Candeloro's signature move, in which he spins and drops to his knees on the ice, is not allowed in amateur competition. He developed the spin accidentally when he slipped to his knees during a scratch spin. In the 1994–95 season, Candeloro included his signature spin in his Godfather program. The International Skating Union (ISU), the organization that regulates figure skating, had ruled that skaters had to execute only movements that were done with both skates on the ice during competitions.
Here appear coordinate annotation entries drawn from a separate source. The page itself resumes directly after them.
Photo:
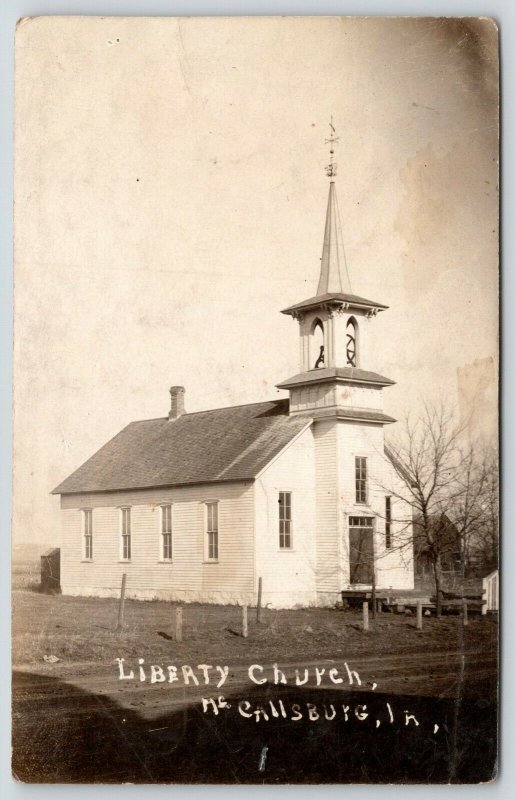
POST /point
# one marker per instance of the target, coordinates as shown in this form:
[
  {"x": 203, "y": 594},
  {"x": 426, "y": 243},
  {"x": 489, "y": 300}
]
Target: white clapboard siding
[
  {"x": 327, "y": 517},
  {"x": 288, "y": 574},
  {"x": 187, "y": 576},
  {"x": 395, "y": 568}
]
At Skate America in 1993, Candeloro protested the rule change by standing still in front of the judges instead of entering into the scratch spin, and twirled his hand to indicate the forbidden element. Ellyn Kestnbaum called the gesture "a sarcastic comment on the framing structure of competitive rules".

Candeloro has worked as a sports journalist. During the 2006 Olympics, Candeloro stirred controversy by commenting that Olympic champion Shizuka Arakawa was "worth a bowl of rice" after rising from third place to win the gold medal. Apologizing to the Japanese ambassador to France, Hiroshi Hirabayashi, who was unaware of the comment, French public television stated, "We were taken aback by the comment." In 2014, Candeloro and his co-commentator Nelson Montfort were criticized for some of their comments on female skaters at the Sochi Olympics. In March 2014, the Conseil supérieur de l'audiovisuel issued a warning to the broadcaster, France Télévisions, stating that some comments were "inappropriate" and "reflected sexist prejudice". Kestnbaum reports that Candeloro has "explicitly stated" that he chose to play characters in his programs "in part to deflect charges of effeminacy".

Candeloro is known to be a big fan of Japanese figure skater Mao Asada, calling himself her "godfather".

== Other ==
In 2011, he was one of the contestants during the second season of Danse avec les stars, the French version of the Strictly Come Dancing franchise. In 2008, Candeloro was involved in the development of a rose bearing his name with Lyonnais rose breeder Jean-Pierre Guillot.

The municipal ice rink in his hometown of Colombes was renamed in Candeloro's honor in 2018, although it was closed by the city's next mayor in 2024, against his protests.

==Personal life==
Candeloro is married to ballet dancer Olivia Darmon, with whom he has three daughters: Luna Nizza, Maya Estella and Thalia Soleya. He was introduced to his future wife by the choreographer of his 1994 Olympic program, Natasha Dabadie. He speaks several languages besides French, including English and Italian.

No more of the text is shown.